Beijing’s liaison office had called Harris an “anti-China politician”, and said “it makes a mockery of the Bar Association by condoning Paul Harris to continue chairing the group.”
Harris had questioned the national security law imposed by Beijing on Hong Kong, as well as the sentencing of 10 veteran pro-democracy activists for their participation in two peaceful protests in 2019.
Speaking ahead of the weekly Executive Council meeting on Tuesday, Lam said people enjoy the freedom of expression, assembly and protests as long as they act in accordance with the law.
“For the time being, I do not see the case for any government intervention into the affairs of the Hong Kong Bar Association,” she said.
“But of course if there are instances or complaints about the bar not acting in accordance with Hong Kong’s law, then of course the government will be called into action.”
Lam was also asked about a police probe into the Civil Human Rights Front over allegations that it has breached the Societies Ordinance, as well as whether June 4 vigils commemorating the victims of the 1989 crackdown in Beijing go against the security law.
Lam gave a similar response to both questions, saying that while the Basic Law and the Bill of Rights enshrine and safeguard people’s rights and freedoms – they are not absolute.
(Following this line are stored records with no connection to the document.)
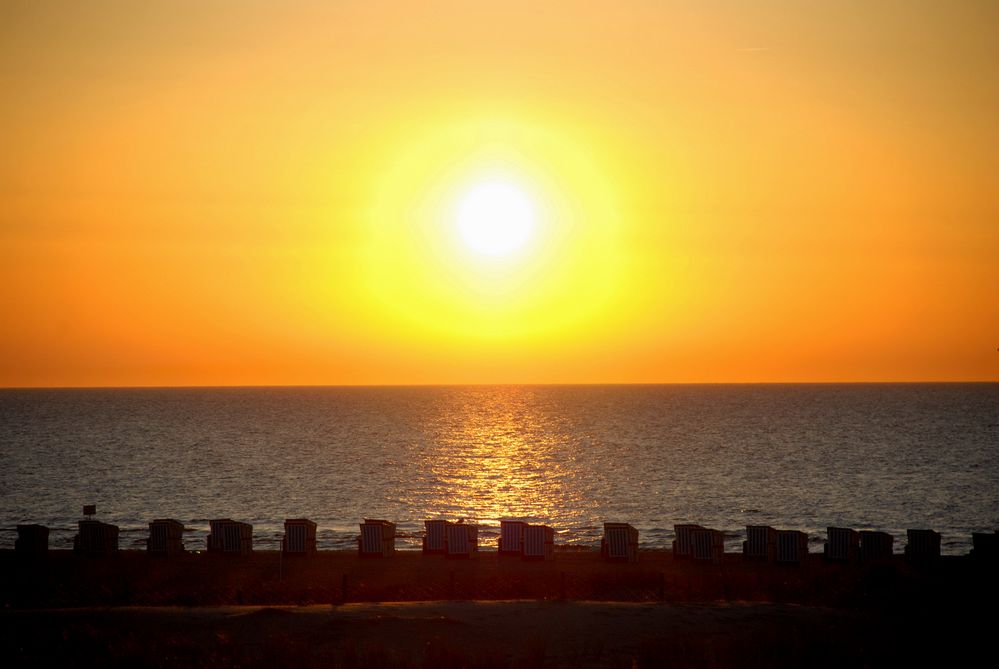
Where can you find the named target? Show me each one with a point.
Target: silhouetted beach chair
(875, 546)
(620, 543)
(32, 540)
(708, 545)
(985, 547)
(461, 540)
(166, 537)
(96, 539)
(842, 544)
(760, 543)
(792, 546)
(299, 537)
(230, 537)
(377, 539)
(511, 541)
(922, 545)
(433, 540)
(683, 544)
(539, 542)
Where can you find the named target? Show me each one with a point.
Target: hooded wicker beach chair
(875, 546)
(760, 543)
(32, 540)
(299, 537)
(433, 540)
(922, 545)
(792, 546)
(461, 540)
(683, 544)
(96, 539)
(620, 543)
(166, 537)
(377, 539)
(511, 541)
(709, 545)
(230, 537)
(539, 542)
(842, 544)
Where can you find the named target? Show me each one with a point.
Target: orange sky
(259, 193)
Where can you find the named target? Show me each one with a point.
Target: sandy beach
(425, 611)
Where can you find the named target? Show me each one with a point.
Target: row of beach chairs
(518, 538)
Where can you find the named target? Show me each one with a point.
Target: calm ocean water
(880, 456)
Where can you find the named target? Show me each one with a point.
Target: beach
(412, 610)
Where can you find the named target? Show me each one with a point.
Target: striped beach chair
(166, 537)
(792, 546)
(96, 539)
(539, 542)
(922, 545)
(230, 537)
(709, 545)
(433, 539)
(683, 544)
(760, 543)
(32, 540)
(461, 540)
(511, 541)
(620, 543)
(299, 537)
(842, 544)
(377, 539)
(875, 546)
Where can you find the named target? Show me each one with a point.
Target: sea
(868, 456)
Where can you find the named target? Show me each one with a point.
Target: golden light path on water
(502, 459)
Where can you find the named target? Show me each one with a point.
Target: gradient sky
(214, 193)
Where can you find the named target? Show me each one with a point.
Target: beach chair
(230, 537)
(792, 546)
(166, 537)
(539, 542)
(461, 540)
(96, 539)
(511, 541)
(875, 546)
(985, 547)
(922, 546)
(377, 539)
(32, 541)
(708, 545)
(433, 540)
(683, 544)
(299, 537)
(620, 543)
(760, 543)
(842, 544)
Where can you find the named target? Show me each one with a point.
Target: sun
(495, 218)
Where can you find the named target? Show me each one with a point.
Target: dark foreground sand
(75, 612)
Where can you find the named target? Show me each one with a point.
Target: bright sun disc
(495, 218)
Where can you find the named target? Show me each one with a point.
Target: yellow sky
(263, 193)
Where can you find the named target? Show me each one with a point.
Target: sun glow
(495, 218)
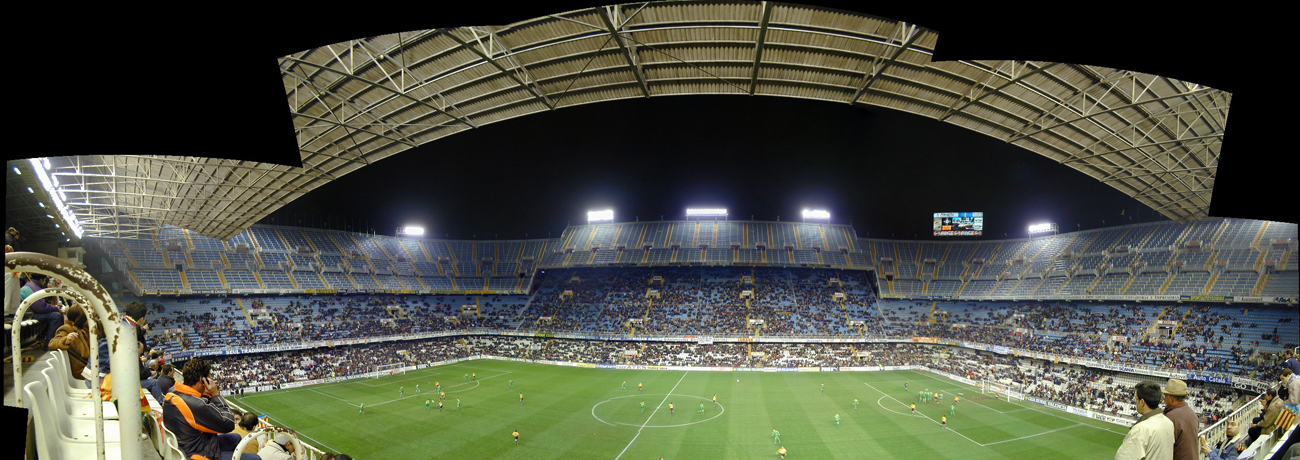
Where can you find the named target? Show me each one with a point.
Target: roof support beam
(904, 33)
(377, 85)
(758, 48)
(1078, 159)
(1113, 109)
(997, 90)
(486, 51)
(610, 17)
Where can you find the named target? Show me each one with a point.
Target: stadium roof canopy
(1153, 138)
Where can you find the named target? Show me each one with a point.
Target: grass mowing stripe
(651, 416)
(1031, 408)
(299, 434)
(927, 417)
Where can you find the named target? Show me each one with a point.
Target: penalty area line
(651, 416)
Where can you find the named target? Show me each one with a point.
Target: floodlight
(1043, 228)
(410, 231)
(817, 215)
(706, 212)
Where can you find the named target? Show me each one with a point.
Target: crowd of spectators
(1090, 389)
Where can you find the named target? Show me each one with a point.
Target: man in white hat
(1186, 424)
(1152, 437)
(278, 448)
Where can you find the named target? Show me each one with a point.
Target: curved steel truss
(1153, 138)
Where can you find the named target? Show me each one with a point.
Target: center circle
(722, 408)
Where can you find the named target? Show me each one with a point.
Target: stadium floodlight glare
(817, 215)
(706, 212)
(410, 231)
(51, 185)
(1043, 228)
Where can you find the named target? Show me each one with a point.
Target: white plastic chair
(73, 382)
(78, 429)
(60, 374)
(52, 445)
(76, 408)
(173, 450)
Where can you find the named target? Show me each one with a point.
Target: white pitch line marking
(651, 416)
(927, 417)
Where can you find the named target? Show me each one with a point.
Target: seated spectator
(165, 381)
(134, 315)
(247, 424)
(74, 338)
(1265, 422)
(278, 448)
(43, 309)
(199, 417)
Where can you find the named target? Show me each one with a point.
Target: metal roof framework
(1153, 138)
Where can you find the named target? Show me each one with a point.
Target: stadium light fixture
(410, 231)
(51, 185)
(706, 213)
(1043, 228)
(599, 216)
(817, 216)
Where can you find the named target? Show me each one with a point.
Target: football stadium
(167, 306)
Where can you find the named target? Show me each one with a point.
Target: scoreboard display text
(958, 224)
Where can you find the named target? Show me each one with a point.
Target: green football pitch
(584, 413)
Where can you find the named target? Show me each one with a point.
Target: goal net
(389, 369)
(1004, 391)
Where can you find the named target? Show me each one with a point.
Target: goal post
(999, 390)
(389, 369)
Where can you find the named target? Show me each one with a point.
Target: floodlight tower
(599, 216)
(706, 213)
(411, 231)
(1043, 228)
(819, 216)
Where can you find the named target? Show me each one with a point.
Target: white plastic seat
(76, 408)
(59, 374)
(52, 445)
(73, 381)
(173, 450)
(77, 429)
(64, 374)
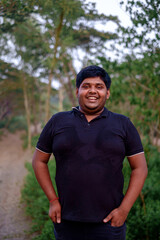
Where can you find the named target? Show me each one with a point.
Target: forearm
(43, 177)
(136, 183)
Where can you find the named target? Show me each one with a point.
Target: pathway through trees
(13, 222)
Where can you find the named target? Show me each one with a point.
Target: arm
(39, 163)
(138, 175)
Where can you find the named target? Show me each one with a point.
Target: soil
(14, 224)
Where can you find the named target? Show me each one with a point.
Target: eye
(99, 87)
(85, 86)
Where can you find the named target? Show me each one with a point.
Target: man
(89, 144)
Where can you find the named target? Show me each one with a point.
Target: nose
(92, 90)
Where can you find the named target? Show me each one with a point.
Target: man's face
(92, 95)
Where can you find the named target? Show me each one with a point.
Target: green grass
(37, 204)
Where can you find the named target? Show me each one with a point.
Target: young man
(89, 144)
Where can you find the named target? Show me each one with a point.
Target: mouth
(92, 99)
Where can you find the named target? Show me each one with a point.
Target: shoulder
(118, 117)
(61, 115)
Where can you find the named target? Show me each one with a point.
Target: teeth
(92, 98)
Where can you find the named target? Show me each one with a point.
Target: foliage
(37, 203)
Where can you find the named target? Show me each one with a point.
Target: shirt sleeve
(45, 140)
(133, 141)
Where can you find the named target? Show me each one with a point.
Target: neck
(91, 115)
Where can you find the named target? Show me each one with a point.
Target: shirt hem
(135, 154)
(82, 220)
(42, 151)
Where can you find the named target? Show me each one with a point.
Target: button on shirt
(89, 160)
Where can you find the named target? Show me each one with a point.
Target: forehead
(93, 80)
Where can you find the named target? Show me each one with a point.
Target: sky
(112, 7)
(108, 7)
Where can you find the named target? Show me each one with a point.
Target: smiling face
(92, 95)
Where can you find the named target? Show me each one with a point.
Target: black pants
(68, 230)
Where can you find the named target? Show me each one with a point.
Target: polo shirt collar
(103, 114)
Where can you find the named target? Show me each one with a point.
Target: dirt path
(13, 222)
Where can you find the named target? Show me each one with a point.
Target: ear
(108, 94)
(77, 92)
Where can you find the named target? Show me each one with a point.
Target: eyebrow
(88, 83)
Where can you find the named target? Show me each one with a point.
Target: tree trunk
(27, 110)
(61, 97)
(57, 37)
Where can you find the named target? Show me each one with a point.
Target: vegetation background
(39, 44)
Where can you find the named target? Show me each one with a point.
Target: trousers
(69, 230)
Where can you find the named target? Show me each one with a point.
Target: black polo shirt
(89, 160)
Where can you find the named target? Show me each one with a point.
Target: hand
(117, 217)
(55, 211)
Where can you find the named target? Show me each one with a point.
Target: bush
(37, 203)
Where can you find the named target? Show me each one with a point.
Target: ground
(14, 224)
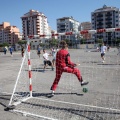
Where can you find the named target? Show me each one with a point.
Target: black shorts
(38, 52)
(48, 62)
(102, 54)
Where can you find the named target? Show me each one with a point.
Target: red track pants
(59, 72)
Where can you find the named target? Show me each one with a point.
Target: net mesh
(101, 102)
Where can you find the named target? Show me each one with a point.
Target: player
(103, 51)
(46, 60)
(64, 64)
(38, 51)
(22, 51)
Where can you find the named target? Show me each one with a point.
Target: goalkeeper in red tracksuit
(64, 64)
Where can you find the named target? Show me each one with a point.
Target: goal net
(32, 95)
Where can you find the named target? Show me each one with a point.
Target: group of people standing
(10, 49)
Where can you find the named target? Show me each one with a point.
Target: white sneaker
(53, 93)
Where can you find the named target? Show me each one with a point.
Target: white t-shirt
(46, 56)
(103, 49)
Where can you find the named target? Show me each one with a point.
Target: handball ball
(85, 90)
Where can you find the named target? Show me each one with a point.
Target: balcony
(108, 23)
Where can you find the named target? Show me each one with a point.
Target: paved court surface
(103, 87)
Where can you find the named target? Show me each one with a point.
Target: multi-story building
(34, 23)
(9, 34)
(67, 24)
(86, 26)
(106, 17)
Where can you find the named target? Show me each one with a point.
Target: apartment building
(9, 34)
(106, 17)
(86, 26)
(67, 24)
(34, 23)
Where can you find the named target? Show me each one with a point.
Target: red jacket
(63, 59)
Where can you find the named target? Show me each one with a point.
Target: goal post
(31, 93)
(17, 96)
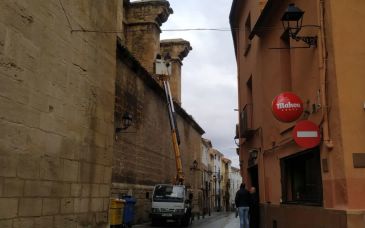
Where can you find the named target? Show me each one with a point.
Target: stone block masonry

“This right could be restrained in accordance with the law in order to protect the rights of the other people – the other people normally are the great majority of the Hong Kong people. And also to ensure law and order and stability in Hong Kong society,” she said.
Lam said given that people ought to respect the Chinese constitution, they should also respect the ruling Communist Party.
As to whether any person or organisation has broken the law, the authorities will look at the evidence, she added.